Gasset, José Ortega y
José Ortega y Gasset (* 9. Mai 1883 in Madrid; † 18. Oktober 1955 in Madrid) war ein spanischer Philosoph, Soziologe und Essayist.
Ortega wurde in Madrid als Spross einer Journalistenfamilie geboren. Er besuchte die Jesuitenschule San Estanislao de Miraflores in Málaga und studierte von 1897 bis 1898 an der Universität von Deusto in Bilbao und anschließend an der Universität Madrid Philosophie, wo er 1904 promovierte. Von 1905 bis 1911 hielt er sich zu Studienzwecken in Deutschland auf, u. a. in Leipzig, Berlin und vorrangig in Marburg. In Marburg wurde er u. a. vom Neukantianismus Hermann Cohens und Paul Natorps beeinflusst. 1909 kehrte Ortega nach Spanien zurück.
Ortega war Gründer und Herausgeber der Zeitschriften España (1915–1924) und Revista de Occidente (1923). Während dieser Zeit wirkte er bei der Schaffung der spanischen Verfassung mit.
Unter dem Eindruck der Weimarer Republik verfasste er 1929 sein zentrales Werk „Der Aufstand der Massen“. Von 1910 bis 1936 hatte er Professuren für Metaphysik, Logik und Ethik an der Universität Complutense Madrid inne, 1936 ging er mit dem Fall der Republik ins Exil und lebte in Frankreich, Argentinien und ab 1943 in Portugal. Als Kulturphilosoph baute er auf Georg Wilhelm Friedrich Hegel, Friedrich Nietzsche, Wilhelm Dilthey und der Lebensphilosophie auf.

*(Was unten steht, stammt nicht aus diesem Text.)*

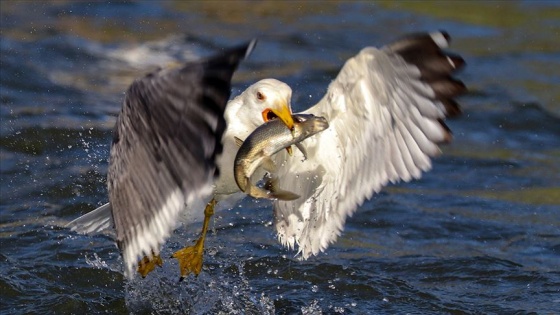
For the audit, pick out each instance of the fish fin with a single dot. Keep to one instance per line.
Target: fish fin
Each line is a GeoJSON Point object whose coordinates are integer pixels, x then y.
{"type": "Point", "coordinates": [302, 150]}
{"type": "Point", "coordinates": [277, 193]}
{"type": "Point", "coordinates": [238, 141]}
{"type": "Point", "coordinates": [269, 165]}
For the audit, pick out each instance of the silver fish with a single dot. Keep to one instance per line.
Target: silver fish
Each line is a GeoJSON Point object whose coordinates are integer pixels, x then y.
{"type": "Point", "coordinates": [267, 140]}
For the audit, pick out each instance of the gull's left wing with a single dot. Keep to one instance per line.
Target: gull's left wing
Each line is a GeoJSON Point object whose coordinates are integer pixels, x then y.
{"type": "Point", "coordinates": [385, 109]}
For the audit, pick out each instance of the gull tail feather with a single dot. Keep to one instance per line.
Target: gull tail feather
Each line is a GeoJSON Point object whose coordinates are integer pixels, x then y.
{"type": "Point", "coordinates": [93, 222]}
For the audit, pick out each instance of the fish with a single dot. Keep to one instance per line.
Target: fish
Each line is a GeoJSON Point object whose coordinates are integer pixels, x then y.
{"type": "Point", "coordinates": [267, 140]}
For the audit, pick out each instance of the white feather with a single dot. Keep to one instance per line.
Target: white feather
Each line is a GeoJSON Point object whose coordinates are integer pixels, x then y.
{"type": "Point", "coordinates": [383, 128]}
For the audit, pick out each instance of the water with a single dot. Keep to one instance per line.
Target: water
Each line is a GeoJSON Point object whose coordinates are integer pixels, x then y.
{"type": "Point", "coordinates": [480, 234]}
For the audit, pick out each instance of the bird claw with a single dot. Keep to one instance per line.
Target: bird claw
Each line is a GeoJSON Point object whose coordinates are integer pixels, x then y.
{"type": "Point", "coordinates": [147, 265]}
{"type": "Point", "coordinates": [190, 258]}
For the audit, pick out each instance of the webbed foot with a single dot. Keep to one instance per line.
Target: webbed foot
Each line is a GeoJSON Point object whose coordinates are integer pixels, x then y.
{"type": "Point", "coordinates": [190, 258]}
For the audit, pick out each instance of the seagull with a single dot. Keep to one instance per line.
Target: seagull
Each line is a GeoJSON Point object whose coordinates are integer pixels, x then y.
{"type": "Point", "coordinates": [386, 111]}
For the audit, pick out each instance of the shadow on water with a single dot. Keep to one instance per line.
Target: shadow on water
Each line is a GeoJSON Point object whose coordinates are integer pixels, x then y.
{"type": "Point", "coordinates": [479, 234]}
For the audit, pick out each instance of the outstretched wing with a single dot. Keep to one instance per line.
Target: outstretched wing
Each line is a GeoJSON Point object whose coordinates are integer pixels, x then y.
{"type": "Point", "coordinates": [386, 109]}
{"type": "Point", "coordinates": [164, 149]}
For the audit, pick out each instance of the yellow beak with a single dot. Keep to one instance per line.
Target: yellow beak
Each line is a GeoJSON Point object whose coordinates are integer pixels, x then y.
{"type": "Point", "coordinates": [284, 114]}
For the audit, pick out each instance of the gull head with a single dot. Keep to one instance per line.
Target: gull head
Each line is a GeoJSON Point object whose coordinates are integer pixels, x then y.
{"type": "Point", "coordinates": [265, 100]}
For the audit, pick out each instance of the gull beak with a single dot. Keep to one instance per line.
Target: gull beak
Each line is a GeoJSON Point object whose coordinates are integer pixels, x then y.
{"type": "Point", "coordinates": [284, 114]}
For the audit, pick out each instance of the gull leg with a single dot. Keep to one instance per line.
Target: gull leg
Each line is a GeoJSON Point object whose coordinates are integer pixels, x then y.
{"type": "Point", "coordinates": [190, 258]}
{"type": "Point", "coordinates": [147, 265]}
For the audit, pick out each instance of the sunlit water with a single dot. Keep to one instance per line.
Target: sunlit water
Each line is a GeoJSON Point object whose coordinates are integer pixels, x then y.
{"type": "Point", "coordinates": [479, 234]}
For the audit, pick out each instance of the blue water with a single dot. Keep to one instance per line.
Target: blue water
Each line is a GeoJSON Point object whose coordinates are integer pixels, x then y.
{"type": "Point", "coordinates": [479, 234]}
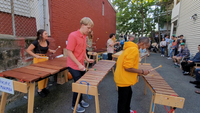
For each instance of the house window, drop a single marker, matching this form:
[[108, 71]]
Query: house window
[[103, 9]]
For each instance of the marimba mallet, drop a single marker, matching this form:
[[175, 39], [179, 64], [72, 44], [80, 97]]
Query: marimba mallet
[[155, 68], [45, 57]]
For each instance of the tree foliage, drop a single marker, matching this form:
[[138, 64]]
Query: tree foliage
[[135, 16]]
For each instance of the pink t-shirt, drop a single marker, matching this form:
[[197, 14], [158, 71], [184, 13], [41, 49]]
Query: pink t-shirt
[[77, 44], [109, 48]]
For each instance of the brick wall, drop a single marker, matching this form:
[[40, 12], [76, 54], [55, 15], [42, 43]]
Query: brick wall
[[24, 26], [65, 17]]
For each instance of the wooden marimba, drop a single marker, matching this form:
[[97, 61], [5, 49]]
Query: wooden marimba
[[95, 53], [116, 55], [162, 93], [26, 77], [94, 76]]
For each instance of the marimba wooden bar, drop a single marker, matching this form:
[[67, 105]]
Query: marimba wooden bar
[[26, 77], [94, 76], [162, 93], [95, 53]]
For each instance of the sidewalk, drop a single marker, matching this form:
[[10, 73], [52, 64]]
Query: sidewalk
[[59, 99]]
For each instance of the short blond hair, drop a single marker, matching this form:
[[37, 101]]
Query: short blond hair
[[86, 21]]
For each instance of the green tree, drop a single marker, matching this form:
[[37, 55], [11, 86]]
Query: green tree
[[133, 16]]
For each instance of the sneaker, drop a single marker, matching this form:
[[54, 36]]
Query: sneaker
[[84, 104], [79, 109], [42, 94], [133, 111], [169, 58], [46, 91]]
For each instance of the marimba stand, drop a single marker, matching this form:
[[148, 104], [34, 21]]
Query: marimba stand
[[162, 93], [94, 76], [31, 74]]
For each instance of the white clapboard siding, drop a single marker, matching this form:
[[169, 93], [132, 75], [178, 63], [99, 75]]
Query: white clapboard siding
[[187, 26]]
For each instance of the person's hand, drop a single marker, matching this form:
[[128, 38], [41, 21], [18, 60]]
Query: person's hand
[[81, 67], [146, 72], [90, 60], [37, 56]]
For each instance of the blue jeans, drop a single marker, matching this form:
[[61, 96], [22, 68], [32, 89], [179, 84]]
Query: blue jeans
[[197, 74], [76, 74], [162, 50]]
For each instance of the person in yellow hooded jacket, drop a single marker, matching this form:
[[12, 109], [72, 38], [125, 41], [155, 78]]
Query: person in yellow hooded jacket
[[127, 71]]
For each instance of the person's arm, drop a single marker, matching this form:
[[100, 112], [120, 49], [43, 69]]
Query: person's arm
[[113, 44], [138, 71], [89, 60], [29, 50], [73, 58]]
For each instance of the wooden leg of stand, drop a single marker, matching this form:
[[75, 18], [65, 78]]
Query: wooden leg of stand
[[97, 103], [145, 88], [31, 95], [77, 100], [152, 104], [3, 102]]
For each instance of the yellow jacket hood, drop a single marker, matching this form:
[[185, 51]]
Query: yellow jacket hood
[[129, 44], [128, 59]]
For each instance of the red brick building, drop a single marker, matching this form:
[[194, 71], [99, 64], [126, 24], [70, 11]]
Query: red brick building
[[65, 16], [58, 17]]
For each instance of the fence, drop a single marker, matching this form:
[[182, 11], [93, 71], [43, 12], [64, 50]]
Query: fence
[[22, 18]]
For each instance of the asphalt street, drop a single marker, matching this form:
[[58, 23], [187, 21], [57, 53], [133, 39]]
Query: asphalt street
[[60, 97]]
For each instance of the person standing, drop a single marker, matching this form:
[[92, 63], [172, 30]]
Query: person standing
[[167, 43], [173, 46], [162, 46], [38, 50], [76, 54], [110, 45], [127, 71]]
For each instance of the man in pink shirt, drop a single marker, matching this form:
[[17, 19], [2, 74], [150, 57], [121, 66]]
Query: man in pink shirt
[[76, 51]]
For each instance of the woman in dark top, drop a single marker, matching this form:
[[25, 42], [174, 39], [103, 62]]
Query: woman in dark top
[[38, 50]]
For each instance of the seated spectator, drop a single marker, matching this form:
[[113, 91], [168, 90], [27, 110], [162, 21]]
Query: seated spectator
[[184, 53], [197, 82], [190, 63]]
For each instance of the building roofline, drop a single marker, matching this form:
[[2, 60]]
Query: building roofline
[[112, 6]]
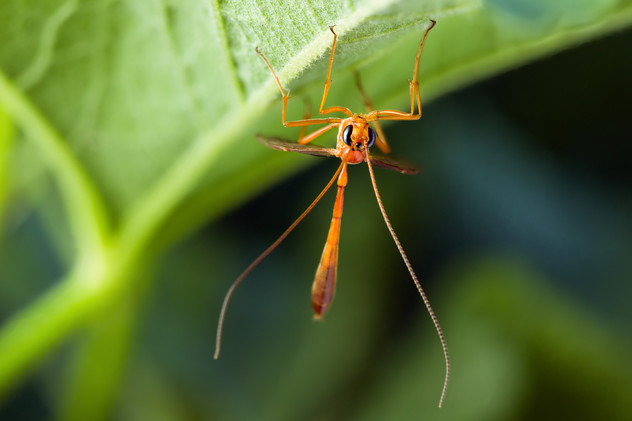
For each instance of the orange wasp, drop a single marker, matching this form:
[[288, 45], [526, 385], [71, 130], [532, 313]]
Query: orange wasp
[[355, 138]]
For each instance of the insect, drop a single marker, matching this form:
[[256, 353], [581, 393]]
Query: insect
[[355, 138]]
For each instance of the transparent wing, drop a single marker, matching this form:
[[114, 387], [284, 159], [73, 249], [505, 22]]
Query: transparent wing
[[287, 146], [394, 164]]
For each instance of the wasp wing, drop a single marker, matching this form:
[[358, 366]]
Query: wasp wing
[[394, 164], [287, 146]]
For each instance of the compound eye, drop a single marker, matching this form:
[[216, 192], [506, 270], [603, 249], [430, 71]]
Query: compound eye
[[346, 134], [371, 141]]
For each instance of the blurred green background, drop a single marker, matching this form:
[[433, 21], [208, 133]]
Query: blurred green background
[[520, 228]]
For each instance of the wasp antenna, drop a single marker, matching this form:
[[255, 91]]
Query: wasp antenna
[[422, 293]]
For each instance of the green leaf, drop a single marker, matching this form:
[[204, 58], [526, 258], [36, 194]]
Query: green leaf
[[144, 113]]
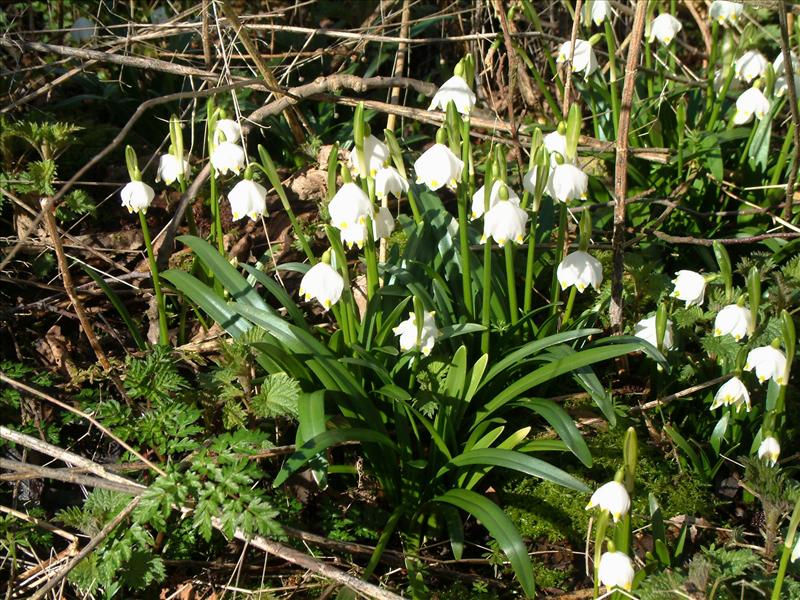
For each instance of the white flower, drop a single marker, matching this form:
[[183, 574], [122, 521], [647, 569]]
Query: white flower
[[437, 167], [724, 11], [82, 29], [732, 393], [646, 330], [248, 198], [612, 497], [768, 362], [583, 59], [457, 90], [581, 270], [771, 450], [376, 154], [227, 156], [349, 207], [750, 102], [227, 130], [410, 338], [324, 283], [567, 182], [382, 223], [555, 142], [137, 196], [478, 200], [597, 10], [735, 320], [616, 570], [689, 287], [664, 27], [389, 181], [750, 65], [504, 221], [170, 168]]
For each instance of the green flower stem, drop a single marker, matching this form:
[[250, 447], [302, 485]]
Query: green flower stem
[[599, 538], [463, 224], [612, 72], [568, 310], [163, 331], [788, 544], [531, 260], [554, 287], [508, 248]]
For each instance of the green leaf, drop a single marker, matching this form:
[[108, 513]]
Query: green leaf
[[324, 441], [517, 461], [563, 424], [501, 529]]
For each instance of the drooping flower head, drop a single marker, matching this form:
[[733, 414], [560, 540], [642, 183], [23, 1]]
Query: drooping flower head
[[732, 393], [324, 283], [248, 199], [768, 363], [583, 59], [422, 339], [612, 497], [664, 28], [437, 167], [690, 287], [580, 269], [616, 570], [137, 196]]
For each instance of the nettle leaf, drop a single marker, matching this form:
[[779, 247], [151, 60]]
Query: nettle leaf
[[278, 397]]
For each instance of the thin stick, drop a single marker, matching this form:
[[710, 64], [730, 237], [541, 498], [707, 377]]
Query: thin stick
[[789, 68], [86, 325], [86, 550], [621, 169], [28, 389]]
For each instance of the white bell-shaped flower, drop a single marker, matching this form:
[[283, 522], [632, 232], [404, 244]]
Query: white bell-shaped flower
[[580, 269], [376, 155], [170, 168], [248, 199], [583, 60], [389, 181], [732, 393], [751, 65], [504, 221], [750, 102], [664, 28], [597, 10], [690, 287], [422, 340], [769, 450], [567, 182], [725, 12], [136, 196], [382, 223], [768, 363], [437, 167], [457, 90], [646, 330], [616, 570], [82, 29], [612, 497], [226, 157], [227, 130], [324, 283], [734, 320], [349, 207], [555, 143], [478, 200]]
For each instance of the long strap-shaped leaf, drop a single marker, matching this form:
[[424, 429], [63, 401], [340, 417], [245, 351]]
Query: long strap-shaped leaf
[[501, 529], [511, 459]]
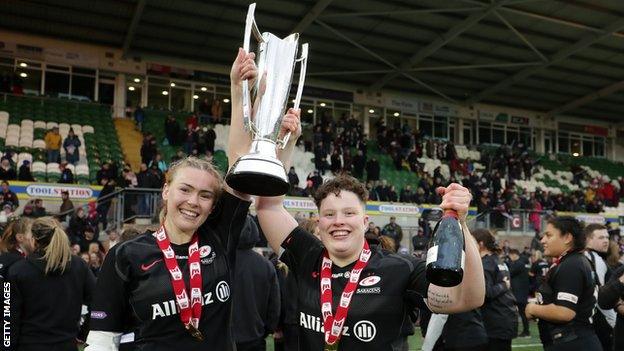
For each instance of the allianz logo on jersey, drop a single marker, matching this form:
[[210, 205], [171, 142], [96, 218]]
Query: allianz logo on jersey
[[364, 330], [169, 308]]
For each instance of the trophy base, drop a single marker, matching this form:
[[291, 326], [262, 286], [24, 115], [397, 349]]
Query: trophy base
[[258, 175]]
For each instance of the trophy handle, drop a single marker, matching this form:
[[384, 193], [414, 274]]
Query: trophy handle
[[304, 62], [250, 27]]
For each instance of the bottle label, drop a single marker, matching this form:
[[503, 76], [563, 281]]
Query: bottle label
[[432, 254]]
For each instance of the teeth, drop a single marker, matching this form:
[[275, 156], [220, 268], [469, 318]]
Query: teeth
[[189, 213]]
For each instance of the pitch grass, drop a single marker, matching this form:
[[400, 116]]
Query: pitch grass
[[415, 341]]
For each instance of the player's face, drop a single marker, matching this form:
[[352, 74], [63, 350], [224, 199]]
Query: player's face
[[599, 240], [342, 223], [190, 198], [554, 242]]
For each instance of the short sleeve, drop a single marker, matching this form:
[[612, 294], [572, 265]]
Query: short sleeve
[[418, 277], [228, 219], [302, 248], [568, 285], [110, 298]]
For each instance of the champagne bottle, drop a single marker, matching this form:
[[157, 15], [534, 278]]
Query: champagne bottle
[[445, 257]]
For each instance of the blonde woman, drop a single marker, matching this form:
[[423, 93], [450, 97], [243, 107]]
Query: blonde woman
[[48, 289], [15, 244], [171, 289]]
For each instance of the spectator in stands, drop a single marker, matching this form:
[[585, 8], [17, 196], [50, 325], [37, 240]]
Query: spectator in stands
[[67, 206], [210, 136], [67, 177], [8, 196], [148, 148], [71, 145], [38, 209], [216, 110], [48, 290], [204, 112], [53, 142], [172, 130], [139, 117], [7, 172], [520, 286], [104, 172], [159, 162], [77, 225], [256, 301], [393, 231], [24, 172]]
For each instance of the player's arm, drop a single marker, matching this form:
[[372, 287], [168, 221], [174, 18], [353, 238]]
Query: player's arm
[[239, 140], [275, 221], [470, 293]]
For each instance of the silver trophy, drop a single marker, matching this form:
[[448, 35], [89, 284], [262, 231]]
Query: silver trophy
[[260, 172]]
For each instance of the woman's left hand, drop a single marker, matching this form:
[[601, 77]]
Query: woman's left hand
[[455, 197]]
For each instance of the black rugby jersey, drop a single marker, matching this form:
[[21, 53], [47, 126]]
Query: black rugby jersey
[[378, 316], [569, 284], [134, 291]]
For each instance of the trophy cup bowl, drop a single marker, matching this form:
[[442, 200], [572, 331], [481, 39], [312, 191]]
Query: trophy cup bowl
[[260, 172]]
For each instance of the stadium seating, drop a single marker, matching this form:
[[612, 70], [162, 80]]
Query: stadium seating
[[25, 120]]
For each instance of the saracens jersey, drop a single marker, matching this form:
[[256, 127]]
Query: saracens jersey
[[378, 316], [134, 292]]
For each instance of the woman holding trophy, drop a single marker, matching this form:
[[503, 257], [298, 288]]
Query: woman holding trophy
[[171, 289], [352, 296]]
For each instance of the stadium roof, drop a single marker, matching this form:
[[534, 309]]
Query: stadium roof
[[560, 57]]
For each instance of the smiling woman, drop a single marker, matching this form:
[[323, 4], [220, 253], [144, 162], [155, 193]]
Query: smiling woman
[[170, 289]]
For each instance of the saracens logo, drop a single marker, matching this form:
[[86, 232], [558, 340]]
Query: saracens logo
[[365, 331], [370, 281], [204, 251], [222, 291]]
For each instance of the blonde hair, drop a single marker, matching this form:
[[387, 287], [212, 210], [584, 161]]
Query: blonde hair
[[52, 240], [191, 162], [18, 226]]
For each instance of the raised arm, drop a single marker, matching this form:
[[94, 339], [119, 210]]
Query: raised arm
[[470, 293], [239, 139], [275, 221]]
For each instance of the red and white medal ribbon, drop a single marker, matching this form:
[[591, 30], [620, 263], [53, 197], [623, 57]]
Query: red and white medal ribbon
[[190, 307], [332, 326]]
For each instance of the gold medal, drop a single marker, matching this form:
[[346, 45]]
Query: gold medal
[[331, 347], [194, 332]]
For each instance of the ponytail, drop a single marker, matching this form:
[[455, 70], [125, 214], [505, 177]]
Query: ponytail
[[53, 242]]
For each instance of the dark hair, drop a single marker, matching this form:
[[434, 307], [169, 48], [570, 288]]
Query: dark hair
[[589, 229], [567, 224], [487, 238], [338, 184]]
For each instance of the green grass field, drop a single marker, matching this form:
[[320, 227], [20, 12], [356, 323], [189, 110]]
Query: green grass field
[[415, 341]]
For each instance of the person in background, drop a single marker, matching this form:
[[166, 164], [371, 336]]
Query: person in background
[[24, 173], [500, 314], [39, 210], [596, 250], [71, 145], [15, 244], [7, 172], [48, 320], [520, 286], [139, 117], [67, 206], [67, 176], [393, 231], [565, 301], [53, 142], [256, 301], [611, 296]]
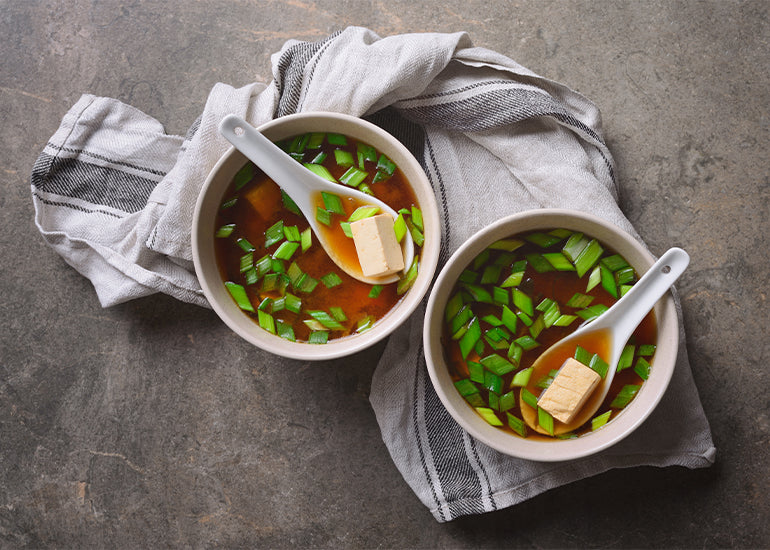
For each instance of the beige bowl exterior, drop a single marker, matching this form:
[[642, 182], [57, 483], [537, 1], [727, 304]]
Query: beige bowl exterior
[[550, 451], [211, 197]]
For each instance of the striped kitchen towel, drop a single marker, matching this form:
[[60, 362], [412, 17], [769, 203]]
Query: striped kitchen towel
[[114, 195]]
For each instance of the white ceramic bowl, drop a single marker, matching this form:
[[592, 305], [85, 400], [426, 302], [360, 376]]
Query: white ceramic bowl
[[540, 450], [211, 197]]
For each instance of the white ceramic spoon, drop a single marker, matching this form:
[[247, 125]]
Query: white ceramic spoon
[[304, 187], [614, 327]]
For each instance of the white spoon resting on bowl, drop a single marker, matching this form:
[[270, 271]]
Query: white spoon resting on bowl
[[609, 332], [304, 187]]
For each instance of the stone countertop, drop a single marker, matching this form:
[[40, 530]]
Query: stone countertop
[[149, 424]]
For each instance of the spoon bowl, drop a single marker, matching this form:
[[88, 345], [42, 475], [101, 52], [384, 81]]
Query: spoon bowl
[[607, 336], [305, 188]]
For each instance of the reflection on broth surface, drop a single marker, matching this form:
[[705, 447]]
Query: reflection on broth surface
[[519, 297], [274, 267]]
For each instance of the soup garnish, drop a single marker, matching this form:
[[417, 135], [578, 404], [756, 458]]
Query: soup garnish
[[275, 270], [520, 296]]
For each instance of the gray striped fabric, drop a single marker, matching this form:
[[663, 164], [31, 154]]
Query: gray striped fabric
[[114, 196]]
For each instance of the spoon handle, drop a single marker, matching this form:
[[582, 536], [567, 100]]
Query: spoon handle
[[638, 301]]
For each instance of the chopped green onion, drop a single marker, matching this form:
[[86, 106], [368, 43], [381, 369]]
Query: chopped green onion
[[286, 250], [588, 257], [239, 295], [338, 314], [626, 357], [528, 398], [245, 245], [493, 382], [642, 368], [522, 301], [471, 336], [384, 164], [285, 331], [365, 153], [225, 231], [539, 263], [516, 424], [507, 401], [318, 337], [521, 378], [292, 303], [466, 387], [646, 349], [559, 261]]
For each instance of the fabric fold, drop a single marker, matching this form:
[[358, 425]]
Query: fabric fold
[[114, 195]]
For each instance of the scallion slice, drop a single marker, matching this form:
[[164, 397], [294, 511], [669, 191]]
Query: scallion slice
[[318, 337], [286, 250], [238, 293]]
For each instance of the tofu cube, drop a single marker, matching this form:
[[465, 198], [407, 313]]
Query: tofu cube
[[378, 250], [569, 390]]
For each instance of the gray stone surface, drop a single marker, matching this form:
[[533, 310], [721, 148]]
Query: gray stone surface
[[151, 425]]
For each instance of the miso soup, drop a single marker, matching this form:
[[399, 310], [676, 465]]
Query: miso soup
[[520, 296], [274, 267]]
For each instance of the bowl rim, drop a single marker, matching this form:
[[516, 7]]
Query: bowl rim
[[203, 222], [537, 450]]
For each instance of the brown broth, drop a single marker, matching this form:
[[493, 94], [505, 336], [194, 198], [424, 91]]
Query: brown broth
[[260, 205], [559, 286]]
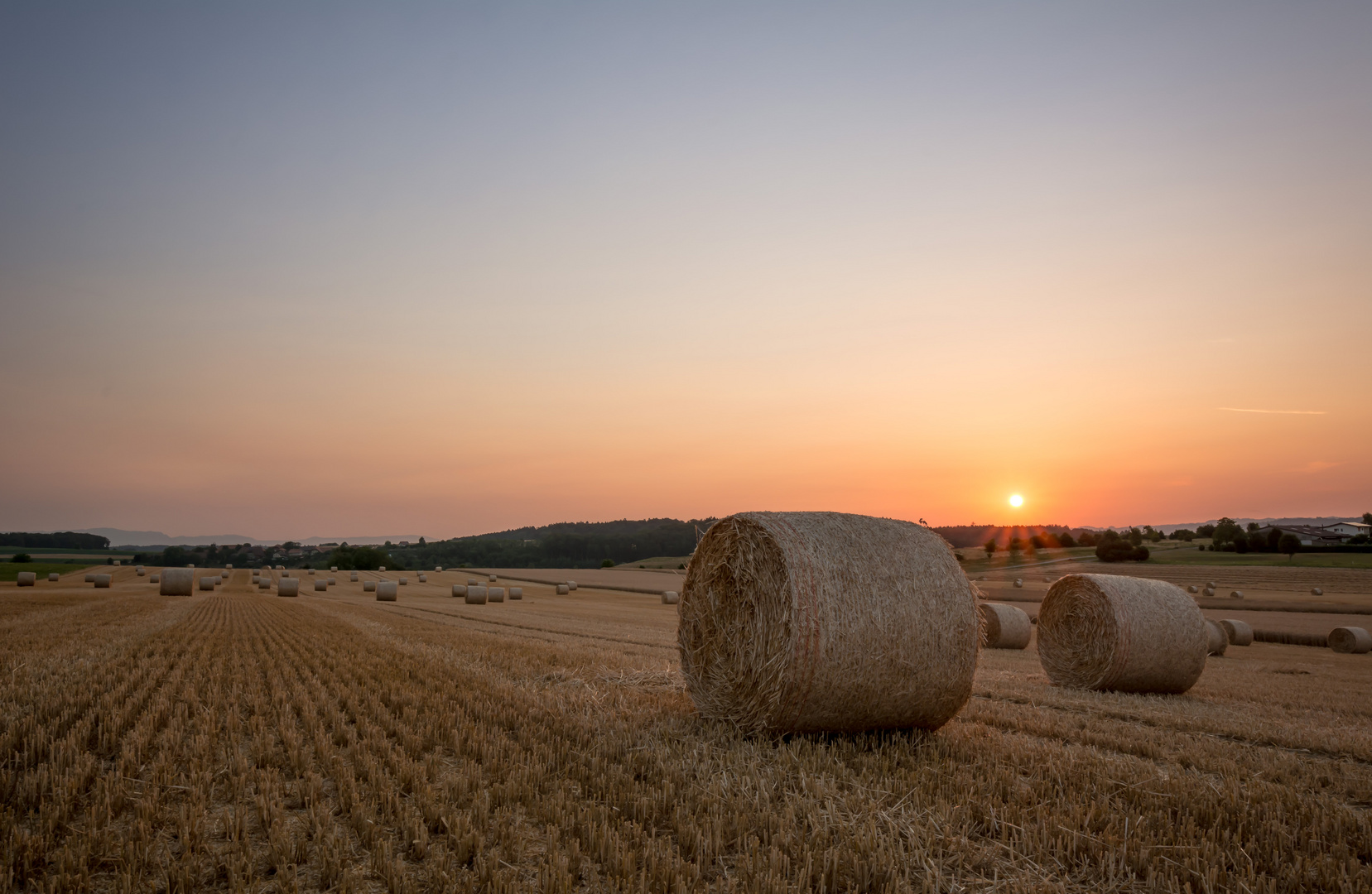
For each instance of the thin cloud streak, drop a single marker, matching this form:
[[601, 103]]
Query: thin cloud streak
[[1279, 411]]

Ortega verband mit umfassendem philosophischem Wissen Sinnesfreude, Weltaufgeschlossenheit und Eleganz des Denkens und der Lebensführung. Seine Philosophie entzündete sich stets am Gegenständlichen, das er unmittelbar, nicht durch die Brille der philosophischen Lehrmeinung, auf sich wirken ließ. Dieses und der Bezug zur deutschen Philosophie wird als wesentlicher Grund für die außergewöhnliche Breitenwirkung angesehen, die Ortega, insbesondere in Deutschland, mit seinen um ganz verschiedene Probleme kreisenden Schriften nach dem Zweiten Weltkrieg erzielt hat. Weniger bekannt ist die starke Wirkung, die Ortega unmittelbar oder indirekt durch emigrierte spanische Philosophen auf die geistige Auseinandersetzung in Lateinamerika, besonders in Mexiko ausgeübt hat. Seinem Einfluss war ein wachsendes Interesse an der deutschen Philosophie in jenen Ländern zuzuschreiben.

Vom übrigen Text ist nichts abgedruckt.